The CLI prints a human-readable table in text mode and also emits the machine- readable result envelope.

Example JSON response:

{
  "schema_version": "1",
  "status": "ok",
  "exit_code": 0,
  "data": [
    {
      "name": "fedavg-pt",
      "description": "FedAvg for PyTorch nn.Module models",
      "framework": "pytorch",
      "module": "nvflare.app_opt.pt.recipes.fedavg",
      "class": "FedAvgRecipe",
      "algorithm": "fedavg",
      "aggregation": "weighted_average",
      "state_exchange": "full_model",
      "privacy": []
    }
  ]
}

Show Recipe

Use nvflare recipe show with a name returned by nvflare recipe list to get one recipe’s queryable metadata:

nvflare recipe show fedavg-pt --format json

In text mode, the command prints Loading installed recipe metadata for '<name>'... while it imports and inspects the selected recipe metadata. The human output summarizes the main fields and points to the exact JSON command for full constructor parameter details.

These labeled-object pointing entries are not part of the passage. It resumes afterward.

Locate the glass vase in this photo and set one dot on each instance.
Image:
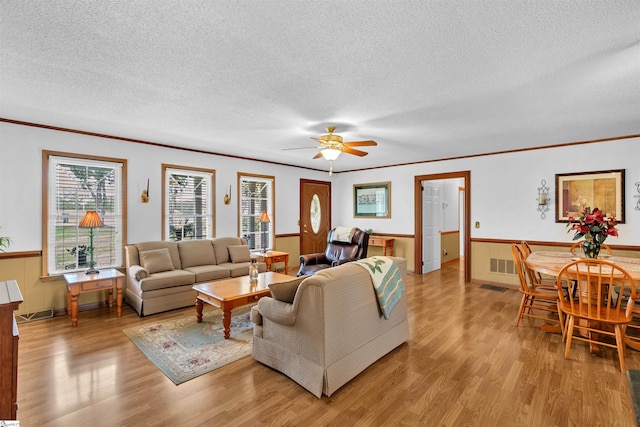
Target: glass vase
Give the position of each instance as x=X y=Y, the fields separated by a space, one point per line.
x=591 y=249
x=253 y=272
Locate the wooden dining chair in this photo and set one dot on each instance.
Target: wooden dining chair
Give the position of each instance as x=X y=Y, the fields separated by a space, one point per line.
x=596 y=304
x=536 y=299
x=576 y=248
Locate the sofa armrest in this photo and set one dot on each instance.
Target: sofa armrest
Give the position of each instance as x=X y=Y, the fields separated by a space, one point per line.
x=138 y=272
x=277 y=311
x=256 y=316
x=312 y=259
x=343 y=261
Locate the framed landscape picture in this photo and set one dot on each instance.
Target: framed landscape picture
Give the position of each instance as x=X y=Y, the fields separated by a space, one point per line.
x=603 y=190
x=372 y=200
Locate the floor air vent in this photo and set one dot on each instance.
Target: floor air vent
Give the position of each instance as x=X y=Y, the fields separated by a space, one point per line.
x=38 y=315
x=494 y=288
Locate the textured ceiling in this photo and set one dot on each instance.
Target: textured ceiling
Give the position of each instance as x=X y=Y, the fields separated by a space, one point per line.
x=425 y=79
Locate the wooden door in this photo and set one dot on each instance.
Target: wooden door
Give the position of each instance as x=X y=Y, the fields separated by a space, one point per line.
x=315 y=215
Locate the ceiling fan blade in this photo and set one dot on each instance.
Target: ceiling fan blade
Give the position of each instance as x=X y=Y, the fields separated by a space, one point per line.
x=367 y=143
x=297 y=148
x=354 y=152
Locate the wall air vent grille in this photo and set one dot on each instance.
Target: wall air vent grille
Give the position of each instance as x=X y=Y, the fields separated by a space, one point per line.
x=503 y=266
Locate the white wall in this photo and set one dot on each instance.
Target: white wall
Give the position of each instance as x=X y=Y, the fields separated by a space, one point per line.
x=503 y=190
x=503 y=187
x=21 y=183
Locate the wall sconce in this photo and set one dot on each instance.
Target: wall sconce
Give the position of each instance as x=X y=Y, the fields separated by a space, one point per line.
x=227 y=197
x=144 y=197
x=543 y=198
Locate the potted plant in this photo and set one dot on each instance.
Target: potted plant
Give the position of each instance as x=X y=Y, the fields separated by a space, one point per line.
x=595 y=228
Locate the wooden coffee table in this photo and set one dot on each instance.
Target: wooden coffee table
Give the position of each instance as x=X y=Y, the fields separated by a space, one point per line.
x=235 y=292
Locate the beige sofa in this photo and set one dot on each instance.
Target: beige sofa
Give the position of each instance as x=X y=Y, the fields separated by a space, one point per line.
x=161 y=274
x=331 y=330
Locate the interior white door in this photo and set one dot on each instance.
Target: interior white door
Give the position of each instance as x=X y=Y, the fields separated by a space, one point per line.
x=431 y=226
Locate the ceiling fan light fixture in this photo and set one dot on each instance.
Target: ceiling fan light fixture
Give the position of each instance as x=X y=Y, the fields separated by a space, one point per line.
x=330 y=153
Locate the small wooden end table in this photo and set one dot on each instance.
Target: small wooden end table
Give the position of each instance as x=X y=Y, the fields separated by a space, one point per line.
x=232 y=293
x=80 y=282
x=385 y=242
x=271 y=257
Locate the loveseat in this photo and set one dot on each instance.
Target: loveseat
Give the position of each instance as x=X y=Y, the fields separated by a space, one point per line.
x=327 y=328
x=161 y=274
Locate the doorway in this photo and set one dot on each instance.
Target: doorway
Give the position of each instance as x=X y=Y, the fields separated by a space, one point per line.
x=419 y=211
x=315 y=215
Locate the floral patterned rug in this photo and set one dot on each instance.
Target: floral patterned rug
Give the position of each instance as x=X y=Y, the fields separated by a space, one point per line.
x=184 y=349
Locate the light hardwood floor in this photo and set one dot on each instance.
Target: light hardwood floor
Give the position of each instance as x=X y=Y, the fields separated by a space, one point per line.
x=464 y=364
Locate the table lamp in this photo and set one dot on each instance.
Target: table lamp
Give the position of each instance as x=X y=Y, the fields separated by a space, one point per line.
x=264 y=219
x=90 y=220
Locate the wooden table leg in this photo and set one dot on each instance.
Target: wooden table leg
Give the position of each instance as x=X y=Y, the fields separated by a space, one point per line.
x=119 y=301
x=199 y=306
x=226 y=322
x=74 y=309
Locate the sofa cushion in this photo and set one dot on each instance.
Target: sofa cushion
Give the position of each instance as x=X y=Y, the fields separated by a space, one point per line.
x=207 y=273
x=220 y=245
x=156 y=260
x=286 y=291
x=159 y=244
x=196 y=252
x=167 y=279
x=242 y=268
x=239 y=253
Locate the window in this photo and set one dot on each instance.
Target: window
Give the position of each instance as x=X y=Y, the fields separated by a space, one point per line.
x=188 y=203
x=256 y=196
x=76 y=184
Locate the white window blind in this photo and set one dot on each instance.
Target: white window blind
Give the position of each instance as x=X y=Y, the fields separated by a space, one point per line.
x=76 y=186
x=256 y=196
x=188 y=204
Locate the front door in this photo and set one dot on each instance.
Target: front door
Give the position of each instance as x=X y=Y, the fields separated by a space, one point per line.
x=315 y=215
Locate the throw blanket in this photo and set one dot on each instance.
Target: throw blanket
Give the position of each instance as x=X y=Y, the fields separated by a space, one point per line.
x=343 y=234
x=387 y=281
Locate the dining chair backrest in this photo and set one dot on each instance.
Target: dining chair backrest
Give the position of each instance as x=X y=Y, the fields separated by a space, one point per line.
x=526 y=283
x=577 y=246
x=534 y=275
x=591 y=283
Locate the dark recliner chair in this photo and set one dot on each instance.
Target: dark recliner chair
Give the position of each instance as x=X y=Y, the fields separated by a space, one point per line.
x=337 y=253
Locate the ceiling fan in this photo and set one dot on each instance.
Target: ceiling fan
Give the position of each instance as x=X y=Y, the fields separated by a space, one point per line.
x=332 y=145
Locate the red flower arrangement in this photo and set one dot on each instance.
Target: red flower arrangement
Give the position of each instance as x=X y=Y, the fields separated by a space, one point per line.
x=593 y=226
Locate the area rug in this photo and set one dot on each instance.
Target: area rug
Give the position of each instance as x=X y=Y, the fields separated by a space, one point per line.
x=184 y=349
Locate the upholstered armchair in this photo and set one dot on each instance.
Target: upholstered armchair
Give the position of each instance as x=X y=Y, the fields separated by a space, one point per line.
x=343 y=245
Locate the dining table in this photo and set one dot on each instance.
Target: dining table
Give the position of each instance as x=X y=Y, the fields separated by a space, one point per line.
x=551 y=262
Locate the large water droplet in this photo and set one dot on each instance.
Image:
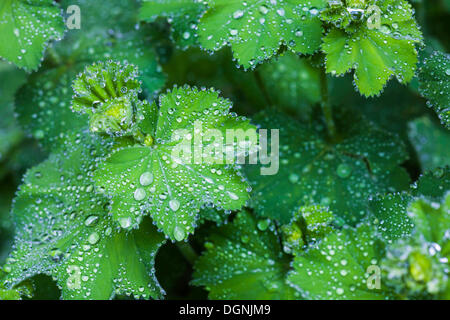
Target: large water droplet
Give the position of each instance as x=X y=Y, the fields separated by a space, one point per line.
x=139 y=194
x=174 y=204
x=146 y=178
x=344 y=170
x=178 y=233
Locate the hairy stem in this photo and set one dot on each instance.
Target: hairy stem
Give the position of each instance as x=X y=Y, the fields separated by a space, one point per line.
x=187 y=251
x=325 y=103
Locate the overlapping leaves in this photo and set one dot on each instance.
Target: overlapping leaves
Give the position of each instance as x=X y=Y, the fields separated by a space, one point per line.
x=156 y=177
x=64 y=230
x=26 y=27
x=183 y=15
x=312 y=170
x=376 y=50
x=434 y=74
x=43 y=104
x=244 y=260
x=256 y=29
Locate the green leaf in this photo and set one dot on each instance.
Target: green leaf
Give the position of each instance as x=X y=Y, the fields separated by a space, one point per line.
x=434 y=74
x=63 y=230
x=256 y=29
x=183 y=16
x=430 y=142
x=24 y=289
x=292 y=82
x=337 y=267
x=389 y=216
x=10 y=133
x=308 y=225
x=43 y=104
x=340 y=175
x=433 y=184
x=417 y=266
x=376 y=54
x=121 y=15
x=26 y=26
x=158 y=178
x=243 y=262
x=389 y=213
x=108 y=93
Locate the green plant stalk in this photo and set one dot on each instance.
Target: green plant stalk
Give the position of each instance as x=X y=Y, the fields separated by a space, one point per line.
x=325 y=104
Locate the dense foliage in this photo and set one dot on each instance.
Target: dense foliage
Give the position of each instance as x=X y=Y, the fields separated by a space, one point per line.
x=94 y=204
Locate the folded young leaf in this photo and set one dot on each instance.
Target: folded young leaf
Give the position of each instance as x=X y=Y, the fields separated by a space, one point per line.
x=26 y=27
x=256 y=29
x=243 y=260
x=64 y=230
x=417 y=267
x=43 y=103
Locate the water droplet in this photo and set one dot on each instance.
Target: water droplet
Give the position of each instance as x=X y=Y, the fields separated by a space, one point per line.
x=93 y=238
x=263 y=224
x=125 y=222
x=238 y=14
x=293 y=178
x=344 y=170
x=139 y=194
x=91 y=220
x=174 y=204
x=146 y=178
x=178 y=233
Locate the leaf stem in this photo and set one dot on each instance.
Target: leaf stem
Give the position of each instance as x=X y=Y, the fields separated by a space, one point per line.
x=325 y=104
x=187 y=251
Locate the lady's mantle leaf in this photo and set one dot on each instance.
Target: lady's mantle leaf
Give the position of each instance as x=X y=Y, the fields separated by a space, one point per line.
x=183 y=15
x=434 y=75
x=43 y=103
x=389 y=213
x=243 y=260
x=256 y=29
x=339 y=263
x=417 y=266
x=24 y=289
x=376 y=54
x=341 y=175
x=63 y=230
x=431 y=143
x=26 y=26
x=170 y=184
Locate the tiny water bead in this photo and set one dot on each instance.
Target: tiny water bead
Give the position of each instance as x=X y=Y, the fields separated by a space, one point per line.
x=146 y=178
x=174 y=204
x=344 y=170
x=139 y=194
x=278 y=21
x=179 y=233
x=263 y=224
x=93 y=238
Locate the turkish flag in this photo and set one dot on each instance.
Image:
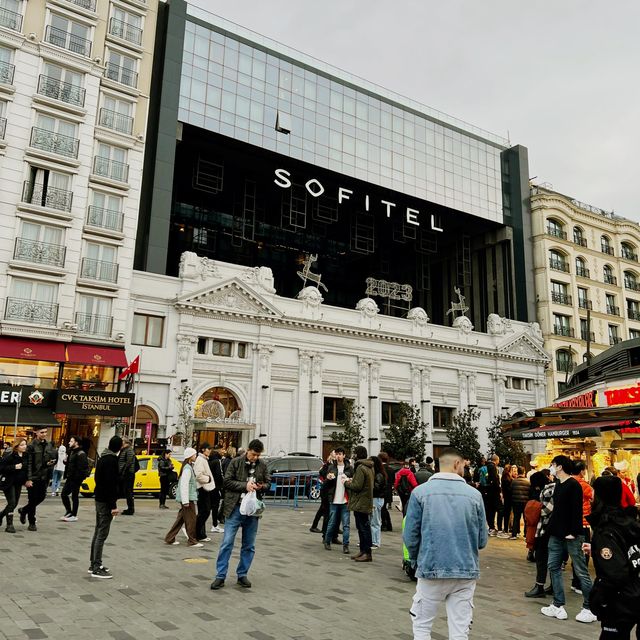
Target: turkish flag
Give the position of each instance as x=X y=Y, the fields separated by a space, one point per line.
x=134 y=367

The JSON response includes list-time metadata plus framework support, privacy compatibility, client requirements, constructor parameters, optional dependencies, and template references. Parameter metadata is derived from the recipe constructor signature or static source parsing; the command does not instantiate the recipe.

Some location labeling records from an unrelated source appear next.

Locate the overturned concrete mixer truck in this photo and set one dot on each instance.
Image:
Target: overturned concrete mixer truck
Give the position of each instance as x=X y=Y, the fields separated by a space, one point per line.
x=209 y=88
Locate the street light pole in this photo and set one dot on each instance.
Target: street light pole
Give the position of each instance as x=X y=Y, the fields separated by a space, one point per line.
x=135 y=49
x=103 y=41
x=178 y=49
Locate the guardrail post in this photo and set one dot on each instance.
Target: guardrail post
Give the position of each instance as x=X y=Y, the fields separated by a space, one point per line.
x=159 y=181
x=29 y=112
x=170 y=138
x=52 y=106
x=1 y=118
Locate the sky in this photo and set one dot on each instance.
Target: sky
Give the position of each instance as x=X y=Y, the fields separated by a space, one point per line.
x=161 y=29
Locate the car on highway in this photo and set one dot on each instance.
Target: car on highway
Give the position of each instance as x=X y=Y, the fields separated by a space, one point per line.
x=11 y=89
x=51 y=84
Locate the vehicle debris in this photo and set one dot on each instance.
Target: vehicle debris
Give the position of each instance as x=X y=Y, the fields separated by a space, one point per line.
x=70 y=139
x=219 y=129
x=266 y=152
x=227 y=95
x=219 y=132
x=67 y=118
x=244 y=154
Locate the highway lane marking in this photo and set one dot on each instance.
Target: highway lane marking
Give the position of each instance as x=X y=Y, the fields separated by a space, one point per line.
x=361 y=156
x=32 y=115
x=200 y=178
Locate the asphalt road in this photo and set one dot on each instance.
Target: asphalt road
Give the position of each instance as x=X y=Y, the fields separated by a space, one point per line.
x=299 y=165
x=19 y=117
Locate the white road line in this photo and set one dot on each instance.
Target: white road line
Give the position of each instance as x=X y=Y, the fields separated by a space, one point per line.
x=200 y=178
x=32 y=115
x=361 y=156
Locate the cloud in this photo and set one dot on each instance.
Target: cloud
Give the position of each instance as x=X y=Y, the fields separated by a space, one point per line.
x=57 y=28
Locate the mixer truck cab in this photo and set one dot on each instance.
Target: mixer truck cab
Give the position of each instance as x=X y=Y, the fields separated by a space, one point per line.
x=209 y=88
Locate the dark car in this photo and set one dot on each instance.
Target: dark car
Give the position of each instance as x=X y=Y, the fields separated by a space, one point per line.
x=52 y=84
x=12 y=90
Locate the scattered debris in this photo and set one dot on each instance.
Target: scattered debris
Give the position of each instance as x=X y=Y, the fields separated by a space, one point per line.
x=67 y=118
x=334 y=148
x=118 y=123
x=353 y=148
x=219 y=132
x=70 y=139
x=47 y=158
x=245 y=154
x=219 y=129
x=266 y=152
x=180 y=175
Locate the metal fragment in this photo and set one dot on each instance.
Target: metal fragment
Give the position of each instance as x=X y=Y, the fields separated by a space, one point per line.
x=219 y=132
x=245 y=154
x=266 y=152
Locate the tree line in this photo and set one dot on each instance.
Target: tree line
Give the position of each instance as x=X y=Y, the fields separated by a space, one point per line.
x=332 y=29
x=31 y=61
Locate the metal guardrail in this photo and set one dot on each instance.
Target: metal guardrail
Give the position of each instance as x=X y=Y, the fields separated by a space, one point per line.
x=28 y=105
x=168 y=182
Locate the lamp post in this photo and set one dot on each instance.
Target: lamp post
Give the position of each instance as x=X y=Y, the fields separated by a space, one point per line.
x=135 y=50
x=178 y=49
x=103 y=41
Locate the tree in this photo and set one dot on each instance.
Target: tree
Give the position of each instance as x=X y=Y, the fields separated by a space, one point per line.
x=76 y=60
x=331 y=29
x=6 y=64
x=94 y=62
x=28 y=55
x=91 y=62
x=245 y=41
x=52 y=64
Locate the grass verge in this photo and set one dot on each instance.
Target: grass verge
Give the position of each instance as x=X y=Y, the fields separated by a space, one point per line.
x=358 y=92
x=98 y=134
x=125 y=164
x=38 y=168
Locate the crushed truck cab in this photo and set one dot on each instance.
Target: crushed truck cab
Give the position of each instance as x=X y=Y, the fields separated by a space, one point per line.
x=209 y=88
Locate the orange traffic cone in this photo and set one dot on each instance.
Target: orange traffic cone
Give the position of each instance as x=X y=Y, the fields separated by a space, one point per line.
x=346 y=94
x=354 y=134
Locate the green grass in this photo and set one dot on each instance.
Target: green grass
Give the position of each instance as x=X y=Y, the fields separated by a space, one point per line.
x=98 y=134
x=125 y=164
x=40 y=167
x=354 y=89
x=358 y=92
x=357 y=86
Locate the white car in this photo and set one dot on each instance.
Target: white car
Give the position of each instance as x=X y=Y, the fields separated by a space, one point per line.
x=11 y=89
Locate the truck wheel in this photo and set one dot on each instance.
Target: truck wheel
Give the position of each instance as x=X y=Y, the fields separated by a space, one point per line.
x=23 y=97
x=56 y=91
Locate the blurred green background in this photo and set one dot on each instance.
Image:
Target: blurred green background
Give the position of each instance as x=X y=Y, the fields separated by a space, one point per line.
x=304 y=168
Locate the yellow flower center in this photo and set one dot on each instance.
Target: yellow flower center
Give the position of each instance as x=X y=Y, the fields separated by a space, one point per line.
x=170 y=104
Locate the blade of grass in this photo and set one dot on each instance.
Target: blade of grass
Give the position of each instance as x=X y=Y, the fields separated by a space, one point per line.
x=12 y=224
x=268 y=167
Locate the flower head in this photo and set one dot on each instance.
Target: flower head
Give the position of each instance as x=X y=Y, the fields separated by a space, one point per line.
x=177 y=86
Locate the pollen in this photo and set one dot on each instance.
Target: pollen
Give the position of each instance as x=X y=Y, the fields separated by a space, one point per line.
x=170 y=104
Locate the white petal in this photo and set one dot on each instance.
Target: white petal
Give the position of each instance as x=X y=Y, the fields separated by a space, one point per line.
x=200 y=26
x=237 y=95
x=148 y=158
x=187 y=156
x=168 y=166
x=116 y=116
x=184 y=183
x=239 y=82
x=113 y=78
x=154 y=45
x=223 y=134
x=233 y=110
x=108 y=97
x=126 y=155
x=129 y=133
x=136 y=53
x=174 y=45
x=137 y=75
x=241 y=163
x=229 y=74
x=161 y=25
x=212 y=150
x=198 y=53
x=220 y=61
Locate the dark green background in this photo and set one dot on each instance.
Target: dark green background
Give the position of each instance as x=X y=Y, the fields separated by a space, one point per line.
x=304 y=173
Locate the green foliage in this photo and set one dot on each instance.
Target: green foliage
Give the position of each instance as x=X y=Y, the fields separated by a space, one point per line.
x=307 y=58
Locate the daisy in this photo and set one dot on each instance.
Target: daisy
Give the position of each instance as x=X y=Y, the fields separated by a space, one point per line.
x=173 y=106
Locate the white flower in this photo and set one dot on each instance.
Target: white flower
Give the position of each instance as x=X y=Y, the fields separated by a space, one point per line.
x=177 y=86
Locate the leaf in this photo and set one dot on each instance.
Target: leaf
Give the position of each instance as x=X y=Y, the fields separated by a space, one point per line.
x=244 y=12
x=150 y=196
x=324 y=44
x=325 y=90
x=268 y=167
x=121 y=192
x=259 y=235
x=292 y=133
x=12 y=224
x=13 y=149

For recipes with a configurable parameter transfer type, text output reports the default state exchange and the transfer setting. For example, FedAvg reports state_exchange: full_model (default; params_transfer_type=FULL, supports FULL or DIFF) because the default transfer is the full model, but the recipe can be configured to send diffs.

Example JSON response:

{
  "schema_version": "1",
  "status": "ok",
  "exit_code": 0,
  "data": {
    "name": "fedavg-pt",
    "description": "FedAvg for PyTorch nn.Module models",
    "framework": "pytorch",
    "module": "nvflare.app_opt.pt.recipes.fedavg",
    "class": "FedAvgRecipe",
    "algorithm": "fedavg",
    "aggregation": "weighted_average",
    "state_exchange": "full_model",
    "privacy": [],
    "client_requirements": {
      "state_exchange": "full_model",
      "requires_training_script": true,
      "requires_per_site_config": true,
      "requires_site_list": false,
      "min_clients": {"required": true, "default": null}
    },
    "framework_support": ["pytorch"],
    "heterogeneity_support": ["horizontal"],
    "privacy_compatible": [],
    "parameters": [
      {
        "name": "min_clients",
        "type": "int",
        "required": true,
        "default": null,
        "kind": "keyword_only"
      }
    ],
    "optional_dependencies": ["pip install nvflare[PT]", "pip install torch"],
    "template_references": []
  }
}

Typical Workflow

nvflare recipe list is a discovery tool. A common workflow is:

nvflare recipe list --filter framework=pytorch --filter algorithm=fedavg
nvflare recipe show fedavg-pt --format json
python job.py --export --export-dir /tmp/nvflare/hello-pt
nvflare job submit -j /tmp/nvflare/hello-pt

nvflare recipe list replaces the deprecated nvflare job list_templates discovery flow for new examples and recipes.

JSON Output and Help

Use --schema for machine-readable command discovery:

nvflare recipe list --schema
nvflare recipe show --schema

The top-level CLI also supports JSON output mode:

nvflare recipe list --format json
nvflare recipe list --framework sklearn --format json
nvflare recipe list --filter framework=pytorch --filter state_exchange=full_model --format json
nvflare recipe show fedavg-pt --format json

Human-readable argument errors print help first, followed by the specific error. JSON mode prints only the JSON envelope.